# Pure power vs critical mass



## Raisin Jackson (Nov 17, 2009)

Trying to choose between the 2, obviously looking for a high yeilder.. I've read the ppp is a pure sativa, where the cm is indica. I can order ppp feminized, cm is only offered as a standard, so I favor cm for not being pure sativa, but like ppp being offered as feminized. The big question is yeild and quality, best bag appeal while being a pleaser and still yeilding big for me. This won't be my personal stash, that'll probably always be Jack herer and bobo.

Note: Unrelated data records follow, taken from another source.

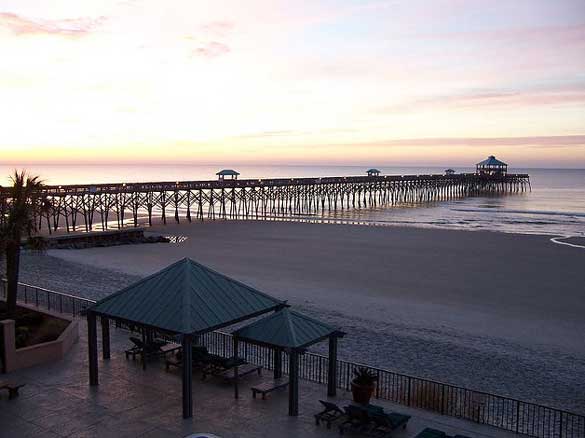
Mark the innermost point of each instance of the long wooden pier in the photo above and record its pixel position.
(103, 206)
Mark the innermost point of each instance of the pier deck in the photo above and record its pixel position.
(87, 207)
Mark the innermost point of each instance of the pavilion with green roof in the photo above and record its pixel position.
(292, 332)
(186, 299)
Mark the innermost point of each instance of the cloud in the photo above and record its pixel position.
(218, 28)
(557, 95)
(212, 49)
(537, 141)
(69, 27)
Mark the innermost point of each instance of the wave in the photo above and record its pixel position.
(526, 212)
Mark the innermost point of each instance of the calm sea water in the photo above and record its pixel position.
(555, 206)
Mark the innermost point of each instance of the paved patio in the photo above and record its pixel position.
(57, 401)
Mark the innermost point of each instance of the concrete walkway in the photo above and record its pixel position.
(57, 401)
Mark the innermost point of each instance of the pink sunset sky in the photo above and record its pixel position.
(418, 82)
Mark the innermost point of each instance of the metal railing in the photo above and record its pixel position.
(480, 407)
(48, 299)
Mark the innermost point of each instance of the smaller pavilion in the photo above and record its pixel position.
(291, 332)
(227, 172)
(491, 166)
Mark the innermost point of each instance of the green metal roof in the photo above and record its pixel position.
(186, 297)
(288, 329)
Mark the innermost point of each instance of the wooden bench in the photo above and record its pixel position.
(12, 388)
(173, 362)
(243, 370)
(269, 386)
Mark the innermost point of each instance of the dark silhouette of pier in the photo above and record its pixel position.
(102, 206)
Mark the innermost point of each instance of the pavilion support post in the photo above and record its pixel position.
(236, 355)
(277, 363)
(332, 371)
(293, 385)
(143, 353)
(187, 352)
(105, 337)
(92, 348)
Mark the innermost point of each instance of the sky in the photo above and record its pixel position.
(407, 82)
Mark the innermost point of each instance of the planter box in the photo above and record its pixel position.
(17, 358)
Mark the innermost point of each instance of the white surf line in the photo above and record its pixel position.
(558, 242)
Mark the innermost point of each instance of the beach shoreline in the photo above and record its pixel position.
(491, 311)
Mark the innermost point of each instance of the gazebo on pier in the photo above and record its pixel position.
(291, 332)
(227, 172)
(491, 166)
(185, 300)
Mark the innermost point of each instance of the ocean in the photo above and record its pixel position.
(555, 206)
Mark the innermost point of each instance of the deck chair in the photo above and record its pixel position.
(385, 424)
(431, 433)
(356, 420)
(330, 414)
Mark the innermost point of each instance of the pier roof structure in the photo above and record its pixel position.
(491, 166)
(228, 172)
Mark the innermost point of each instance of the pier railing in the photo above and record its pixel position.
(506, 413)
(120, 205)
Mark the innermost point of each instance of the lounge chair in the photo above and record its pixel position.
(356, 420)
(330, 414)
(385, 424)
(435, 433)
(11, 387)
(431, 433)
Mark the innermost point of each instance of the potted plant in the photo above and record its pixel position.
(363, 385)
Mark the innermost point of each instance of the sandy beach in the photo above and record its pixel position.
(497, 312)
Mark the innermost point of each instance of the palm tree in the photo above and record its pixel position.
(25, 204)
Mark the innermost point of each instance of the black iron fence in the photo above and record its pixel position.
(48, 299)
(480, 407)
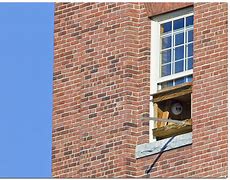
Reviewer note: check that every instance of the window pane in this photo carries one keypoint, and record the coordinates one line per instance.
(179, 66)
(166, 42)
(166, 27)
(190, 63)
(166, 70)
(179, 39)
(179, 81)
(189, 78)
(166, 56)
(190, 50)
(190, 36)
(166, 84)
(189, 21)
(179, 52)
(177, 24)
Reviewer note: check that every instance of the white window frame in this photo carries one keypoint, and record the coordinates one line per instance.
(155, 58)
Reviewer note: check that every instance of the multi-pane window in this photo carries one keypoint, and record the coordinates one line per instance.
(176, 50)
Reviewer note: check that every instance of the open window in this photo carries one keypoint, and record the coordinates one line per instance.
(171, 74)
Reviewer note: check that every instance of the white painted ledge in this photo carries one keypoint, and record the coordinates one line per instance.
(148, 149)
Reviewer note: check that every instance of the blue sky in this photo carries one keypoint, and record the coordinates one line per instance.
(26, 67)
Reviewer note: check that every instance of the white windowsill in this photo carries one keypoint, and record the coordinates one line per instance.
(148, 149)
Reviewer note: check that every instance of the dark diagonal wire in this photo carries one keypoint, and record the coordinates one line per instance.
(159, 155)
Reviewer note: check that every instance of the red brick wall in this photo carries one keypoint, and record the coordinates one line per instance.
(101, 90)
(210, 90)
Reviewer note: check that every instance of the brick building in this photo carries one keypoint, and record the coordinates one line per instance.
(112, 62)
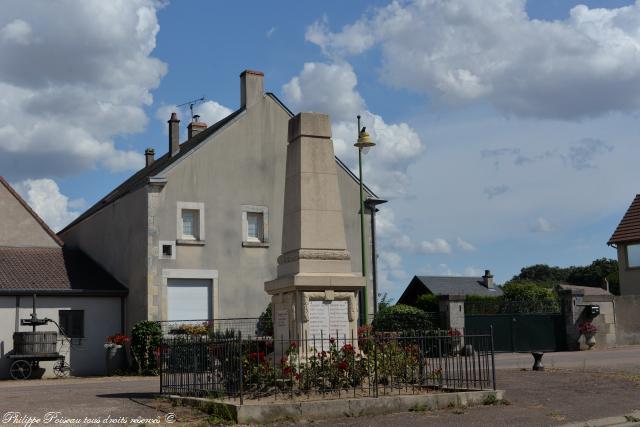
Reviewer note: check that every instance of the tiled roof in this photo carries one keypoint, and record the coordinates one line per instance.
(629, 228)
(140, 178)
(53, 270)
(26, 206)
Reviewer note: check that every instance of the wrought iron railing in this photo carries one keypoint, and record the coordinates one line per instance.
(239, 368)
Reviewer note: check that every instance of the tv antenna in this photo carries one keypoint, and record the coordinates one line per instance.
(191, 104)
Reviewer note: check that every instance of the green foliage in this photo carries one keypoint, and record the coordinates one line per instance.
(384, 301)
(400, 318)
(530, 296)
(265, 323)
(145, 342)
(591, 275)
(428, 303)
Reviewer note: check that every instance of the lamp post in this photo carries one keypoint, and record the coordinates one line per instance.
(364, 143)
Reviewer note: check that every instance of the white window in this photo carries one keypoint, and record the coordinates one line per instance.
(255, 226)
(633, 255)
(190, 223)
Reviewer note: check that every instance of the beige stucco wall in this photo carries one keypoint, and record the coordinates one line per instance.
(629, 277)
(116, 238)
(627, 310)
(18, 227)
(86, 356)
(243, 164)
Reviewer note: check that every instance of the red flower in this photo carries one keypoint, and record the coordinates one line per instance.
(347, 348)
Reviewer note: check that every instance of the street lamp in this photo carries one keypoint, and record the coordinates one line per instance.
(364, 143)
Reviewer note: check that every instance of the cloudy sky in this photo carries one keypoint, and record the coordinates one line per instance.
(506, 130)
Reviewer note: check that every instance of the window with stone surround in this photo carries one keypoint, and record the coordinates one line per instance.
(255, 226)
(190, 223)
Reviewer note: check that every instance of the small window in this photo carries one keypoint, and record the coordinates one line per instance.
(190, 224)
(72, 323)
(633, 255)
(254, 227)
(167, 250)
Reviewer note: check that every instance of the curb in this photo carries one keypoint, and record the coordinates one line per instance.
(332, 408)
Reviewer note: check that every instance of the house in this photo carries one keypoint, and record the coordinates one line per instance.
(626, 240)
(197, 231)
(71, 289)
(449, 285)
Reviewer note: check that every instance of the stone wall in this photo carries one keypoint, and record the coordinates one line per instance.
(627, 310)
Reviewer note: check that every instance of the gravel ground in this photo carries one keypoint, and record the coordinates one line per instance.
(553, 397)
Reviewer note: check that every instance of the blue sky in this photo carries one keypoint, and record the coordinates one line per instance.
(507, 130)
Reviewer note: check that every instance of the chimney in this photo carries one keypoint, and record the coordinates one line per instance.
(251, 87)
(196, 126)
(148, 156)
(174, 134)
(488, 279)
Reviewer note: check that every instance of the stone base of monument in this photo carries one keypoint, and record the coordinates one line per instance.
(266, 411)
(314, 319)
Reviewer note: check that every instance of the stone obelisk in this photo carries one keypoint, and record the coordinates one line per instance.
(315, 293)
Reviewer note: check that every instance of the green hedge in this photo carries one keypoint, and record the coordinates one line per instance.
(145, 341)
(401, 318)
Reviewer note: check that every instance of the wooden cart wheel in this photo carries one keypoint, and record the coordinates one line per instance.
(20, 370)
(62, 369)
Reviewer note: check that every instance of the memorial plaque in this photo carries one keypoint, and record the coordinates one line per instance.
(281, 325)
(327, 317)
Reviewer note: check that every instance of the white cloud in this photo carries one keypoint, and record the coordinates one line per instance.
(330, 89)
(73, 77)
(541, 225)
(16, 31)
(465, 50)
(44, 197)
(435, 246)
(464, 245)
(326, 88)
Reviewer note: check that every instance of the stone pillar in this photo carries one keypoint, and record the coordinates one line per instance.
(452, 312)
(315, 293)
(572, 308)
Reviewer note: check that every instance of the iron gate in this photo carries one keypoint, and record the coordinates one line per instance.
(541, 329)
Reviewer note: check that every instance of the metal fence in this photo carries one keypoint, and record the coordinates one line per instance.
(511, 307)
(247, 326)
(239, 368)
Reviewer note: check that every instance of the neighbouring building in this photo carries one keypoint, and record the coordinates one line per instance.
(449, 285)
(626, 240)
(197, 231)
(71, 289)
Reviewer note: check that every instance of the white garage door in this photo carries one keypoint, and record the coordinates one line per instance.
(189, 299)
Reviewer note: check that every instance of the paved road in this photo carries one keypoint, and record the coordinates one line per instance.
(567, 392)
(610, 359)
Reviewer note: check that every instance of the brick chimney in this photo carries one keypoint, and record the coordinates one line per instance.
(488, 279)
(174, 134)
(196, 126)
(251, 87)
(149, 154)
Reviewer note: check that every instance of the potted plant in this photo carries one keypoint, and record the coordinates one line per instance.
(115, 355)
(588, 329)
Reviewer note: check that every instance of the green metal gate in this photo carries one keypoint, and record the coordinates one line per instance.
(520, 332)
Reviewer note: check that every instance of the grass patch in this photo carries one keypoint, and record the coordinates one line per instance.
(491, 399)
(419, 408)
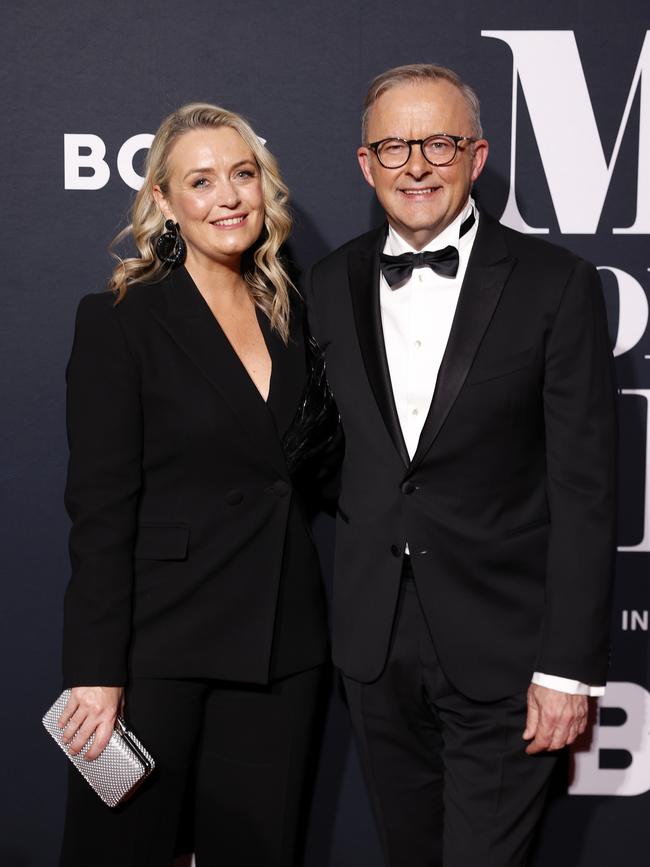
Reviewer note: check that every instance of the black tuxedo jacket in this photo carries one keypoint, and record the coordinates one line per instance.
(508, 505)
(184, 517)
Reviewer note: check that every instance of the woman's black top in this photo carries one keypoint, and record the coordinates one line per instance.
(191, 553)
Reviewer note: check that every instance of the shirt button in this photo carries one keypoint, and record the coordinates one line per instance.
(280, 488)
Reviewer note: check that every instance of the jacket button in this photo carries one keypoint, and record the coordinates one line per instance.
(280, 488)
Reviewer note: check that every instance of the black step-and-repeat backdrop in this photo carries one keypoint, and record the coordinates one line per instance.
(565, 91)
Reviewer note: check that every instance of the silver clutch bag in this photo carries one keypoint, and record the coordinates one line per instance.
(118, 771)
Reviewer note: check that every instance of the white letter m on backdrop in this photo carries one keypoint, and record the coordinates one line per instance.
(547, 64)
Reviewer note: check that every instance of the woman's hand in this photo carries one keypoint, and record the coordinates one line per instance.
(90, 709)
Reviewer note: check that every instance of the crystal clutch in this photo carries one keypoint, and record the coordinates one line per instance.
(118, 771)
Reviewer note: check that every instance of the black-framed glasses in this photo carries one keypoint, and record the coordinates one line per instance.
(439, 149)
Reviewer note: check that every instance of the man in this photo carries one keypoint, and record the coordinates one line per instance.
(475, 529)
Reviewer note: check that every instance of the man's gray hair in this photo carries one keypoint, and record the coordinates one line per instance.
(416, 72)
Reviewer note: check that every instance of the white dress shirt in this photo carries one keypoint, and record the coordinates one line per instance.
(416, 320)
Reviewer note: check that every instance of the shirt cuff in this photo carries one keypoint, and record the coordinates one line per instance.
(565, 684)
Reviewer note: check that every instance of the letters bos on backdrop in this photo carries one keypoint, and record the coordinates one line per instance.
(566, 107)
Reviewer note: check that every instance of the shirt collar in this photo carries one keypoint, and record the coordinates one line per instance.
(396, 245)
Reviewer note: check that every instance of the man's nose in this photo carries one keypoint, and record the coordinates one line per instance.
(417, 166)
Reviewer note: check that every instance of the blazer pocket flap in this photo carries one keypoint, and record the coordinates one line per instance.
(501, 367)
(162, 542)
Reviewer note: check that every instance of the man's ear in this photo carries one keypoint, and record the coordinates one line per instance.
(163, 204)
(479, 157)
(364, 157)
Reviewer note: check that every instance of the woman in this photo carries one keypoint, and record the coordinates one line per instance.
(195, 599)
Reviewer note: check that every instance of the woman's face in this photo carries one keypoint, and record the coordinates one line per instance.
(214, 194)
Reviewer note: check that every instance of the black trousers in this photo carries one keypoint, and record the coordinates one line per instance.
(240, 753)
(449, 778)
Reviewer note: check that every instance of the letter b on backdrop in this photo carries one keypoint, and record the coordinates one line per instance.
(630, 740)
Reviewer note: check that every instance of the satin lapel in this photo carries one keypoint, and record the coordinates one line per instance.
(185, 315)
(487, 272)
(363, 274)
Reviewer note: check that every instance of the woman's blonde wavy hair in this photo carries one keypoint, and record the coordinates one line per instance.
(262, 268)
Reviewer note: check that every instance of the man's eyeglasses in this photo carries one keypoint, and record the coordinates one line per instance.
(439, 149)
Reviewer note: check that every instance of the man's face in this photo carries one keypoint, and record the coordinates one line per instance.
(420, 200)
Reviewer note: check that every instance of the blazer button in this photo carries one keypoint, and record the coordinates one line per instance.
(280, 488)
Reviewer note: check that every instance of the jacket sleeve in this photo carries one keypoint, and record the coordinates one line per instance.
(104, 476)
(581, 454)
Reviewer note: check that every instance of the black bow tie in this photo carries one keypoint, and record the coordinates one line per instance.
(397, 269)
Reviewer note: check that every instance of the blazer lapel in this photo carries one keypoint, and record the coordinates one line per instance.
(363, 275)
(185, 315)
(487, 272)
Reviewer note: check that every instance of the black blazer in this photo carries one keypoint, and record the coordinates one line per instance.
(508, 505)
(186, 530)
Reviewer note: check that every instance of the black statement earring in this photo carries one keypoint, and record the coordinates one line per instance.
(170, 247)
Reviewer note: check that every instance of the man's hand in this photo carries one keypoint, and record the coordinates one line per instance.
(554, 719)
(90, 710)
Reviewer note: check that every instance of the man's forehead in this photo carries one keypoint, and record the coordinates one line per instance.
(417, 102)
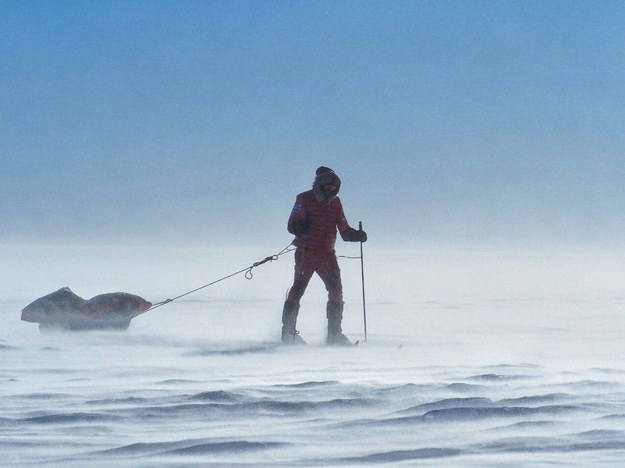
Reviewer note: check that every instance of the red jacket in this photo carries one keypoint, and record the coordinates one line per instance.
(324, 218)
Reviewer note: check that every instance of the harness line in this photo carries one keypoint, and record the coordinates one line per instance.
(248, 275)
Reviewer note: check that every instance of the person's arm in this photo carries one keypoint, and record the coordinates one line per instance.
(348, 233)
(299, 221)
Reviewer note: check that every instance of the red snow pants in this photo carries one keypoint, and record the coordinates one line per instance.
(325, 265)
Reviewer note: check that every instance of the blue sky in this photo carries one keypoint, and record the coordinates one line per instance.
(452, 122)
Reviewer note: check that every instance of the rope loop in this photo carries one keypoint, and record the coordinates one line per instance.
(248, 275)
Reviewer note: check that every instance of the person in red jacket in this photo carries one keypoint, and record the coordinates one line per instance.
(316, 216)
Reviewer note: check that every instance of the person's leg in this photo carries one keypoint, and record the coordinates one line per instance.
(303, 273)
(330, 273)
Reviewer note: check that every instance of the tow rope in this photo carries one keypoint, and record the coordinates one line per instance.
(248, 275)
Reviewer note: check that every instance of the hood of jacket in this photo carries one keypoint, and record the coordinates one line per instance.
(325, 176)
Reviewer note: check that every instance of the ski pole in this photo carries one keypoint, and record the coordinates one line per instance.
(362, 272)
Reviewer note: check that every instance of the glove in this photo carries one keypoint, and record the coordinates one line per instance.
(352, 235)
(303, 226)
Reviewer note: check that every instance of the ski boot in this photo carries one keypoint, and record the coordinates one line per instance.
(334, 312)
(290, 335)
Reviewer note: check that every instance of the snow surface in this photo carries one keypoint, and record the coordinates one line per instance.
(474, 358)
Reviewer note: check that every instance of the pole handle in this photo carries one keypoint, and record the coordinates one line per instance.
(362, 276)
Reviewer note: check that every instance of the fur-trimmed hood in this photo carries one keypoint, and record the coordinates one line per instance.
(325, 175)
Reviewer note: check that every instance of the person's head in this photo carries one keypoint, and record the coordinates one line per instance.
(326, 185)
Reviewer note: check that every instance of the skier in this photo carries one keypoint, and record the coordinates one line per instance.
(314, 220)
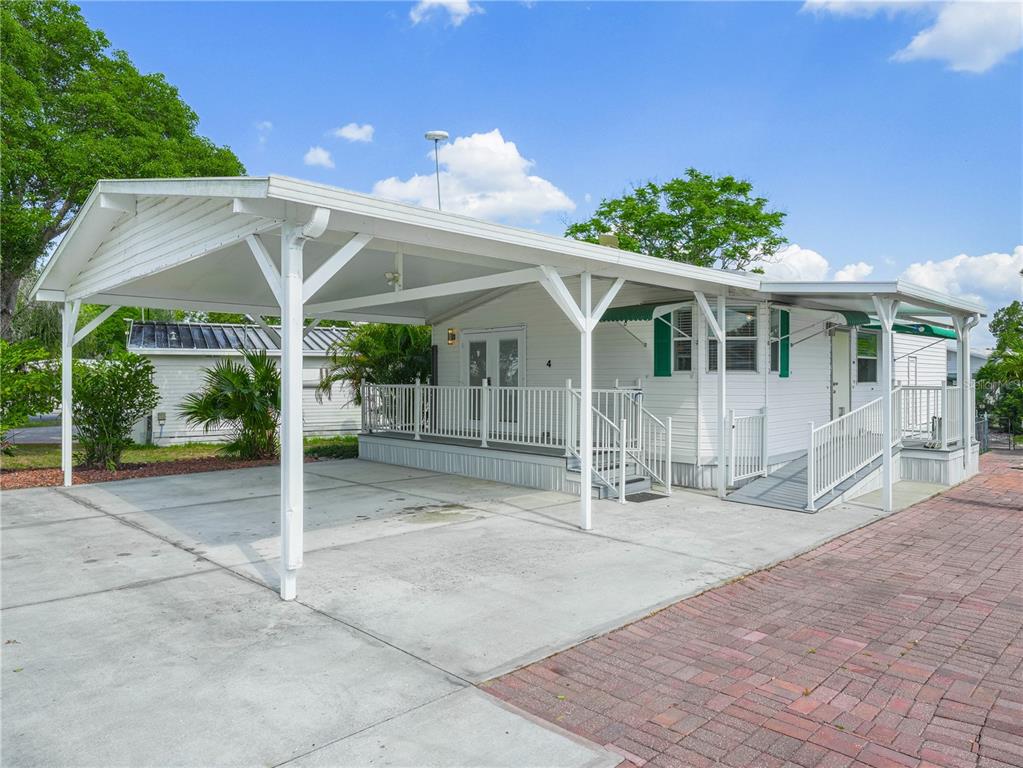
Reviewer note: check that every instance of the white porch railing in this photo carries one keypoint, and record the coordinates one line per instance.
(748, 447)
(931, 414)
(627, 439)
(844, 446)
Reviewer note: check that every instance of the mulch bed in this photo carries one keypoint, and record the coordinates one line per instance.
(14, 479)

Any opinions from those who've tried them? I've smoked and grown big bud and was actually quite surprised at the quality, but dissapointed with the yeild. This will be hydro grown.


----------



## 420benny (Dec 5, 2009)

I grew out ppp this year outside. See my gj. I lost half of one when hard rains split the main stalk right down the middle. It also got powder mold late in flower. I ended up harvesting a couple weeks early. Yield was good at 603 for 1.5 6 foot plants. Nice sativa buzz, good tasting, too. It was going to be almost November before she was ready. That is too late for me here. Hope this helps.


----------



## legalize_freedom (Dec 5, 2009)

I grew critical mass afew yrs ago outdoors...it's good pot (7 out of 10), with a decent yeild (7/10), I would say compareable to Big Bud...it was not my best yeilder though by far.  My best has been Mango, but I don't know if I would attempt to grow it indoors.  Outdoors it got to like over 8 ft...it was huge!  When I did the Mango though it came from KC, I see now that some of the other breeders have taken it, and may have stabalized it to be shorter for indoor.  I know Mango was not on your list,...lol sorry.  Critical is decent if your growing it for commercial reasons, but I have gotten the same to sometimes better yeilds off of NL#5...I don't know what it (CM) would do inside??


----------